Molokini is considered to be one of the top 10 dive spots in the world. Snorkeling, scuba, and scuba tours depart from Maʻalaea Harbor and Kihei Boat Ramp. Molokini's crescent shape protects divers from waves and the channel's powerful currents. However, experienced scuba divers will also drift dive off the 300 feet (91 m) sheer outer wall, using the channel currents to carry them along. The crater houses a lush reef with excellent visibility as deep as 150 feet (46 m). Molokini is home to about 250 species of fish, many endemic (see Ecology below). The best conditions occur in early morning.[4]

According to Hawaiʻian legend, Molokini was a beautiful woman. She and Pele, the fire goddess, were in love with the same man. The jealous Pele cut her rival in two and transformed her into stone.
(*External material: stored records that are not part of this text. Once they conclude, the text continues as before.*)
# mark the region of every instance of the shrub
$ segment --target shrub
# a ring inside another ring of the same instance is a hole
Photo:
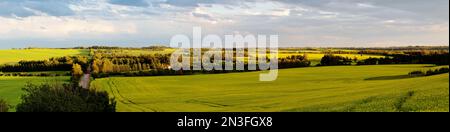
[[[309,67],[311,62],[308,61],[306,55],[292,55],[286,58],[278,59],[278,68],[295,68],[295,67]]]
[[[348,57],[327,54],[320,60],[320,66],[351,65],[352,61],[353,60]]]
[[[435,69],[435,70],[428,70],[426,75],[432,76],[432,75],[443,74],[443,73],[448,73],[447,67]]]
[[[423,73],[422,71],[412,71],[409,73],[410,76],[423,76],[425,75],[425,73]]]
[[[444,68],[440,68],[440,69],[429,69],[426,72],[423,71],[412,71],[409,73],[410,76],[432,76],[432,75],[438,75],[438,74],[443,74],[443,73],[448,73],[448,68],[444,67]]]
[[[115,112],[107,92],[67,84],[27,84],[17,112]]]
[[[0,98],[0,112],[8,112],[10,106],[5,100]]]
[[[440,73],[448,73],[448,68],[447,67],[441,68],[441,69],[439,69],[439,72]]]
The woman's head is supposedly Puʻu Olai, the cinder cone by Makena Beach.

During World War II, the United States Navy used Molokini for target practice because its shape is somewhat similar to a battleship.[6] In 1975 and 1984 the US Navy detonated in-place unexploded munitions found within the crater, resulting in the destruction of large areas of coral. This resulted in a public outcry. A thorough search and risky manual removal of unexploded munitions to deep water was carried out by volunteer divers as a result. A 2006 survey found no evidence of unexploded munitions on the islet itself.
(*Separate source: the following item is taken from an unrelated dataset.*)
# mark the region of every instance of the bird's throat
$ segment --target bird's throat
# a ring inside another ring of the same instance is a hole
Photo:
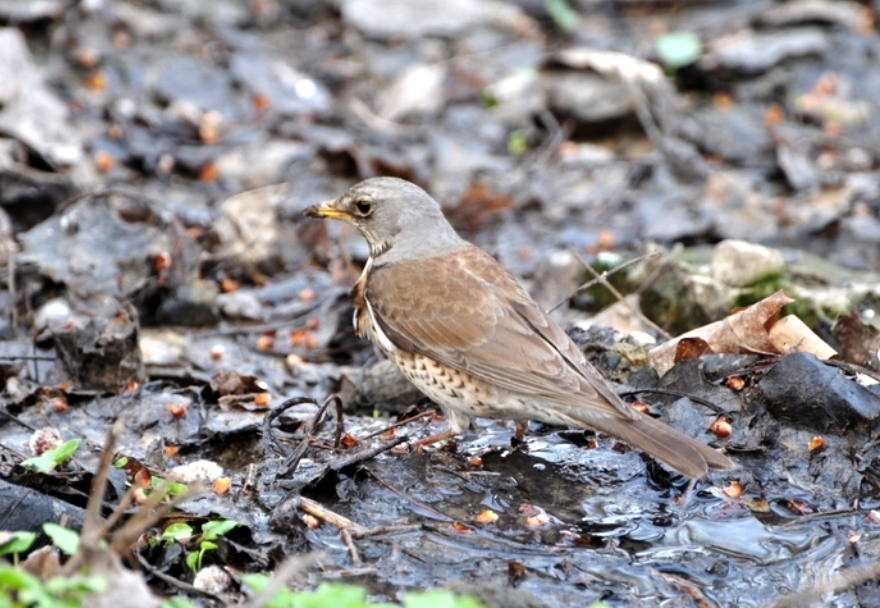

Molokini crater is home to approximately 250 to 260 distinct marine species. Most commonly observed among these are the Black Triggerfish, Yellow Tang, Moorish Idol, Parrotfish, Raccoon butterflyfish and Bluefin Trevally. Due to constant exposure to park visitors and the long history as a conservation district, the fish of Molokini are extremely comfortable with the presence of nearby divers. Small Whitetip reef sharks and Moray eels are occasionally seen in the crater.

38 different hard coral species can be found in the waters of Molokini, as can approximately 100 distinct species of algae.
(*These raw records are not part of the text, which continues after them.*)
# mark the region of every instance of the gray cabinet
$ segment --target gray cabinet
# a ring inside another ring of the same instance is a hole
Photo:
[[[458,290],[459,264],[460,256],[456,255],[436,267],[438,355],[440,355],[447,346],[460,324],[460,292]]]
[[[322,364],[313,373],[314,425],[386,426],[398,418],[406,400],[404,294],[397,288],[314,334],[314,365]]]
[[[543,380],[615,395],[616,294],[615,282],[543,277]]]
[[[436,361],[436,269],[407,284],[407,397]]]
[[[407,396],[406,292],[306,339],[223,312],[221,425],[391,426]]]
Restrictions on Access and Activities

Molokini islet itself is federally owned and is a state seabird sanctuary. Thus unauthorized landing is prohibited. Permission to land must be obtained both from the U.S. Coast Guard and the Hawaii Division of Forestry and Wildlife.

Charity Swim

The Wailea Molokini Challenge in 2011 was a charity swim and charity paddle event that benefited Best Buddies Hawaii and Ka Lima O Maui. The 12-mile event raised money and awareness for the diverse population of people with disabilities on Maui.

Karen Gaffney swam from Wailea Beach on Maui, circumnavigated Molokini crater island 6 miles away, and then paddled back. Gaffney was accompanied by Hawaiian channel swimmer and Maui resident Mike Spalding. The benefit paddle/swim circumnavigation of Molokini included stand up, OC-1, OC-2 and traditional outrigger canoe in teen, adult and senior age divisions.